What is Street Beat? Street Beat is a series of interviews with the people who make up our fast-paced, special city. Each article, (which is published in every newspaper issue), focuses on different people who add stories and moments to our lives. These people, however, are those who we don’t usually speak too, but take for granted. From people that take us to school, to a food vendor on our city street and a singer on the subway. All of these people are part of our daily routines, but we really know nothing about them. This series of articles is created to understand the perspectives of those who we encounter everyday, and who experience the world from a different pair of eyes and feet than our own.
Sylvie Goldner, ‘21
The city is known for its subway poetry, lack of parking spaces, endless Broadway musicals, creative and crazy art exhibits, and the endless hands that stick out at the corner of a block, waving for a yellow taxi cab. These vehicles are the heart of the city, moving up and down the boisterous, traffic-filled streets. The people who drive them experience the city through a windshield and the passengers who occupy the leather backseat.
Everyday, the back door swings open and closed, and in comes a different story, sometimes someone willing and generous enough to leave a tip, sometimes someone who “forgot” their wallet at home and runs away without paying. I heard this all from George, who was driving me one morning to school, when the bus didn’t arrive on time.
George is a father to two girls, who both have already graduated college, which George was not able to do. George was five when his mother brought him and his two older brothers to America from the Philippines. He doesn’t remember coming to America that well, but does recall when he hugged his grandma and told her he would be back to visit her. His grandma lived around the corner from his farm house, where they had multiple mango trees and a rice field. George has now driven a taxi for twelve years, and has met all different types of customers, giving him a sample of this diverse, hectic city (he was never able to go back home and visit his grandma, and found out three years ago that she actually passed away).

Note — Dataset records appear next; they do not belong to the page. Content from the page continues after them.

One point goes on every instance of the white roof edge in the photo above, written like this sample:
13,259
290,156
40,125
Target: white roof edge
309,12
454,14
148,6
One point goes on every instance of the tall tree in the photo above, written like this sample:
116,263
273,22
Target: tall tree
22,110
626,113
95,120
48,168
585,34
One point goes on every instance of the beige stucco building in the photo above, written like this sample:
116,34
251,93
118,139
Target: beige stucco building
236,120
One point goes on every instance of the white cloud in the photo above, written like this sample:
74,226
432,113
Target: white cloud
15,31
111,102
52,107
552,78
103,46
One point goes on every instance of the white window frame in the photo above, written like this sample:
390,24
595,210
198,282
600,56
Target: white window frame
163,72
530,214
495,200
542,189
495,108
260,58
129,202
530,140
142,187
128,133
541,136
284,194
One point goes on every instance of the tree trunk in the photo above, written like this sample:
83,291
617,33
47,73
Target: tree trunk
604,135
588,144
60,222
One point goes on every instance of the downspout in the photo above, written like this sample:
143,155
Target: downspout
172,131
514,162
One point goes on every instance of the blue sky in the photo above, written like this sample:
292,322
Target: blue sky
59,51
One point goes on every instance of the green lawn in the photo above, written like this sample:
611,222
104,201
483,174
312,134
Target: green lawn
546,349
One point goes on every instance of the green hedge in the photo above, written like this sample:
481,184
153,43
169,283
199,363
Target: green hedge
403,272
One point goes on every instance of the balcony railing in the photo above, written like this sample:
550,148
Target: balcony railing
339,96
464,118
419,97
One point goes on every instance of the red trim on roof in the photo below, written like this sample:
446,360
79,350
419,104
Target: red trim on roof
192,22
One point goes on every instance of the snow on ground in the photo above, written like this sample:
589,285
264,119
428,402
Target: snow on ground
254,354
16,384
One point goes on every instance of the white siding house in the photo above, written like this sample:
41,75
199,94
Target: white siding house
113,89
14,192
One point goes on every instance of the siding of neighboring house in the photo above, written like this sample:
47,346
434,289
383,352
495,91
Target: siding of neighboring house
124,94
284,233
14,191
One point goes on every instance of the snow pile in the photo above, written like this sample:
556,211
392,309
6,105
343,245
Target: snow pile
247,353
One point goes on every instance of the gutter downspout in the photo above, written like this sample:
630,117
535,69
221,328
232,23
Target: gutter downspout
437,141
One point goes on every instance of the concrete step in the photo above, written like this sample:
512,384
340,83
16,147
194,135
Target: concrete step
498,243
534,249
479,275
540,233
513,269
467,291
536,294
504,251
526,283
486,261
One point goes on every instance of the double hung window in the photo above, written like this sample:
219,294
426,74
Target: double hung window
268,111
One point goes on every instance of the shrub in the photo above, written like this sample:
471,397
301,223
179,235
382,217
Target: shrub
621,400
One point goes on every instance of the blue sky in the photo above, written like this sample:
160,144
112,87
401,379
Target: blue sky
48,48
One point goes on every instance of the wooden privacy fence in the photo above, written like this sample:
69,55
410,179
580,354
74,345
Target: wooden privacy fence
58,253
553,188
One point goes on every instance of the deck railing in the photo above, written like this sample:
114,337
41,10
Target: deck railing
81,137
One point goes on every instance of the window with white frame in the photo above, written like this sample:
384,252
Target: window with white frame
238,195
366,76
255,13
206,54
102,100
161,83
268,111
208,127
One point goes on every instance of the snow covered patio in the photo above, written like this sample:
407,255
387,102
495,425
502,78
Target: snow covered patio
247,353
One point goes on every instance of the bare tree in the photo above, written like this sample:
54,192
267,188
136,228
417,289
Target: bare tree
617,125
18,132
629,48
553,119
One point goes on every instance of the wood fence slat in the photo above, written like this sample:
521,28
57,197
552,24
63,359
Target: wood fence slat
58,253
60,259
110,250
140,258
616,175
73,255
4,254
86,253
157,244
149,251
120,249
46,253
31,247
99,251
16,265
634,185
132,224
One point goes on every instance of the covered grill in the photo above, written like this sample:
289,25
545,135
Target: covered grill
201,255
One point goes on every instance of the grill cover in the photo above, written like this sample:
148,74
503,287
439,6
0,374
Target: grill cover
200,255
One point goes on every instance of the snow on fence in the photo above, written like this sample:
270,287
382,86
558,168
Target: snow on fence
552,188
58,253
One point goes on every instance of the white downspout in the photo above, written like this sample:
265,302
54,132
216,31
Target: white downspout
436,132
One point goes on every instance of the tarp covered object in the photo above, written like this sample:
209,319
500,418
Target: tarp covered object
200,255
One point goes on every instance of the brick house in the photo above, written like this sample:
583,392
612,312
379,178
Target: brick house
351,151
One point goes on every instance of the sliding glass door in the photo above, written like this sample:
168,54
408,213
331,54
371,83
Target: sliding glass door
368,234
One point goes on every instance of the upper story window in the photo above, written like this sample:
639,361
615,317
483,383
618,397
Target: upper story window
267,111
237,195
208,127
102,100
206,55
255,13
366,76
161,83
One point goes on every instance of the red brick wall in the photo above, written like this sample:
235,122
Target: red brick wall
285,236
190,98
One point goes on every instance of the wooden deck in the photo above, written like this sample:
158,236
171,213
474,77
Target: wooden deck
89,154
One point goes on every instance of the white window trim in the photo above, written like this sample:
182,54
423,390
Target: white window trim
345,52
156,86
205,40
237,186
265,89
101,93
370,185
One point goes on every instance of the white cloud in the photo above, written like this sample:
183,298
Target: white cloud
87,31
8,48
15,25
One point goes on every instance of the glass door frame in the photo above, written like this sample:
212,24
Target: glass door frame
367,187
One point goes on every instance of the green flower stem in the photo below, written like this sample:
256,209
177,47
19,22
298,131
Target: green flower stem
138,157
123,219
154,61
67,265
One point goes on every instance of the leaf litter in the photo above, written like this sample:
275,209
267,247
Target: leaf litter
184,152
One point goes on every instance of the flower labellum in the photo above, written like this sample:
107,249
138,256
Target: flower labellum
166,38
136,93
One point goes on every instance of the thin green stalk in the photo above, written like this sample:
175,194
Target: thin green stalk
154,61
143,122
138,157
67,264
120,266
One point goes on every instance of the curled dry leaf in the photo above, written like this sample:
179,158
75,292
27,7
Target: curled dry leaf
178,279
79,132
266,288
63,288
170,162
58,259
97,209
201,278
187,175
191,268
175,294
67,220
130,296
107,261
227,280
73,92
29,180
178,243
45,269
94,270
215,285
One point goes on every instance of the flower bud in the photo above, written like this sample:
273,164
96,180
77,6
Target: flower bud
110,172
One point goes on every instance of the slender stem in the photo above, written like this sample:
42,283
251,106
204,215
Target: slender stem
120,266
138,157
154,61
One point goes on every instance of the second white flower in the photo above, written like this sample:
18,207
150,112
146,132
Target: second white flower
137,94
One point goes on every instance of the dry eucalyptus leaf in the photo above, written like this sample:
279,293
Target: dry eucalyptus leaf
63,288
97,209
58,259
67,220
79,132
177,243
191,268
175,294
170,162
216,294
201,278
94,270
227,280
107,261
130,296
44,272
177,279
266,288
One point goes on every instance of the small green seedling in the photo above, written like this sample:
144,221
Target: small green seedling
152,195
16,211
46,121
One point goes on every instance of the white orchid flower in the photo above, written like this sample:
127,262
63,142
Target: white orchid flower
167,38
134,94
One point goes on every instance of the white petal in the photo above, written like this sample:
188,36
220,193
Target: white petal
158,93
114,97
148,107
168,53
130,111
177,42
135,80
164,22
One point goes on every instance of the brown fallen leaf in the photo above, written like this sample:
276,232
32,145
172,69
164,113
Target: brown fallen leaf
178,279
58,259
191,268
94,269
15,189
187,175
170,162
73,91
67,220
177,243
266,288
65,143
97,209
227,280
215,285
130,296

When I asked George about his customers, and questioned if he has had any frightening moments as a driver, he responded, “You never know what can happen. Driving can be scary sometimes. But there are always more good people that outweigh the bad ones.” I like this idea that there are more “good” and kind people in the world than bad, because at a time like now, it does not always seem this way. George then started speaking about the customers who think they always know the best route, and the riders who don’t know where they are going until 15 minutes into the ride. I was thinking, I have been both of these passengers, but so have most of us. We all have frantic, complex lives and depending what is going on at a certain moment, our self in a taxi that day may differ from our self a different day.
George then told me about more frightening moments in his cab, where his passengers have actually seemed emotionally unstable. He explained how he rarely gets involved in these crazy situations, but if he witnesses an abusive situation between two people, he will, and he has, called the police, “Even though they are not a part of my life, they are a part of my cab, and I can’t allow anything that seems illegal and cruel to take place in my taxi.”
When we pulled up to the corner of 525 East Houston Street, George took a glance at the huge red banner midway through the block, with the white letters spelling out BARD on it, and turned around, looked at me, and told me that he once went to BHSEC too, and in this exact building.
This taxi driver, who did not possibly seem like he could share any commonality with myself, actually attended the same high school as I do now.
I just thought that that was really cool.